Monday, January 29, 2007

I did have more worries to list about the date with Egyptian, but it's starting to look less like i'll have to. Not for remotely good reasons.

I'm teetering on the verge of one of my sloughs of despond. I'm really not terribly happy today. And i can't even really talk to anyone about it. Partly because i feel a bit silly, and i'm fairly certain this reaction isn't entirely justified, but mainly because i'm just not very good at talking about my feelings, and particularly bad at bringing up the whole subject in the first place. So my usual technique is to mope as visibly as i can, and try make sure everyone sees how down i am. The problem with that, though, is that i'm not very good at keeping in a bad mood. I think, much as i like to whine, i'm essentially a fairly cheery person. Once i'm around my friends it's a challenge to keep up a scowl for more than ten minutes, so i give up and just go for punctuating my grins with dramatic sighs. (Except not too loud, because for fear of not being taken seriously.)

So today i had a day of wandering round in town. I found another nice place to sit and be quiet and alone. I always feel so pleased to find these places. Actually, it reminds me quite a bit of my nook back in school, except less suitable for cold and wet weather.

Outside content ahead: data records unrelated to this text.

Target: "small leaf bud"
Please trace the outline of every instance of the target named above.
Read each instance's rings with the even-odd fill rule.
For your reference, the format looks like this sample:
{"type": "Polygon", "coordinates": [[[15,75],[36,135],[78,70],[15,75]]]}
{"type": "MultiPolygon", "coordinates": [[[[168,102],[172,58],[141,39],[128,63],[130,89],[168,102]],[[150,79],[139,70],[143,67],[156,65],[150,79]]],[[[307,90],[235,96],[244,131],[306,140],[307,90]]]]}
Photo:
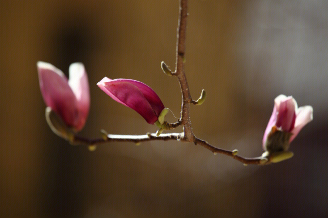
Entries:
{"type": "Polygon", "coordinates": [[[204,89],[202,90],[202,93],[200,94],[200,96],[197,100],[196,101],[196,105],[200,105],[205,101],[206,98],[206,92],[204,89]]]}
{"type": "Polygon", "coordinates": [[[167,75],[170,76],[173,75],[173,74],[172,73],[172,71],[169,69],[169,67],[167,66],[166,64],[164,61],[162,61],[161,62],[161,67],[162,68],[163,72],[167,75]]]}

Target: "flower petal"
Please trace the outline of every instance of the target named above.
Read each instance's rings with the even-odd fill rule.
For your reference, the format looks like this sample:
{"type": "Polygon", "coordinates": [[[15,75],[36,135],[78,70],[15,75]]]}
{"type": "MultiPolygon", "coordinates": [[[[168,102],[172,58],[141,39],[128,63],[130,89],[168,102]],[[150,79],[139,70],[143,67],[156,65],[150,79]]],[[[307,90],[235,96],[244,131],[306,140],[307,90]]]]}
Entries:
{"type": "Polygon", "coordinates": [[[280,102],[278,109],[276,125],[286,132],[290,132],[294,127],[296,114],[295,103],[292,96],[280,102]]]}
{"type": "Polygon", "coordinates": [[[147,100],[147,101],[150,104],[157,117],[159,116],[162,111],[165,107],[155,91],[143,82],[133,80],[122,79],[113,80],[112,82],[113,82],[113,81],[115,81],[115,82],[126,82],[137,87],[146,99],[147,100]]]}
{"type": "Polygon", "coordinates": [[[75,124],[76,130],[80,130],[84,126],[90,108],[90,90],[88,75],[81,63],[74,63],[69,69],[70,78],[68,84],[76,97],[79,112],[78,123],[75,124]]]}
{"type": "Polygon", "coordinates": [[[158,119],[157,116],[143,93],[132,81],[135,81],[112,80],[105,77],[97,84],[114,100],[134,110],[148,123],[154,124],[158,119]]]}
{"type": "Polygon", "coordinates": [[[293,135],[289,139],[289,142],[295,138],[304,126],[313,119],[313,108],[311,106],[307,105],[299,108],[296,112],[295,127],[292,130],[293,135]]]}
{"type": "Polygon", "coordinates": [[[53,65],[38,62],[37,64],[41,93],[46,104],[68,125],[74,126],[78,116],[76,99],[67,79],[53,65]]]}

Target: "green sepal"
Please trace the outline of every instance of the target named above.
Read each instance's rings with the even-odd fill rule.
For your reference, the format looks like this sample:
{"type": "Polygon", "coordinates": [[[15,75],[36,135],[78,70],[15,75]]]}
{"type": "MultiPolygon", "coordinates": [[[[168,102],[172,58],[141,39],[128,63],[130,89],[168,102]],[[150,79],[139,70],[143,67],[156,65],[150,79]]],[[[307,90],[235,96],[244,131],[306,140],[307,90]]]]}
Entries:
{"type": "MultiPolygon", "coordinates": [[[[159,122],[161,125],[162,125],[164,123],[164,119],[165,118],[165,115],[167,114],[167,113],[168,112],[169,109],[165,108],[163,109],[163,110],[161,112],[161,113],[159,114],[159,116],[158,116],[158,121],[159,122]]],[[[159,126],[158,127],[160,127],[159,126]]]]}
{"type": "Polygon", "coordinates": [[[272,163],[278,163],[289,159],[294,155],[294,153],[290,151],[275,152],[270,155],[270,160],[272,163]]]}
{"type": "Polygon", "coordinates": [[[200,96],[199,98],[196,101],[196,105],[200,105],[205,101],[206,99],[206,92],[205,90],[203,89],[202,90],[202,93],[200,94],[200,96]]]}
{"type": "Polygon", "coordinates": [[[64,123],[50,107],[46,108],[46,120],[50,129],[56,135],[71,142],[74,140],[72,129],[64,123]]]}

It seemed quite a good secret place, since the wall's at least waist high all the way round, and the way in doesn't look like it goes anywhere much. The graffitti proclaims that 'punx not dead'. I found somewhere to sit where there seemed to be less fresh spit. It seemed quite a good place to have a bit of a party, really, epecially in the summer, although that clearly won't actually happen outide my head. If i were a more inspirational person, or if this were a town where people were more inclined to actually have fun, perhaps, but neither of these is the case. It would have made a good place for that fantasy i talked about once on here. That fantasy that i was beginning to wonder if i might have found the other person in.

Except now i'm thinking (Not that i was ever hugely confident) that this may be less and less likely. A few days i read on facebook that Egyptian had a date with some guy in Sheffield. Not happy news. Since then my stalking has produced no word of whether or not this went well, but what he is looking for on facebook has changed from dating and relationships to just friendship. This, then, is the reason for my feelings of general shitness.

Of course, it is slightly possible that this means nothing at all, or that i still have at least some chance. He hasn't yet called off our date. For the moment, to save torturing myself, i'm going to assume that eventually he will. But if, by the time i go back home, i still haven't heard anything, i may let myself hope again.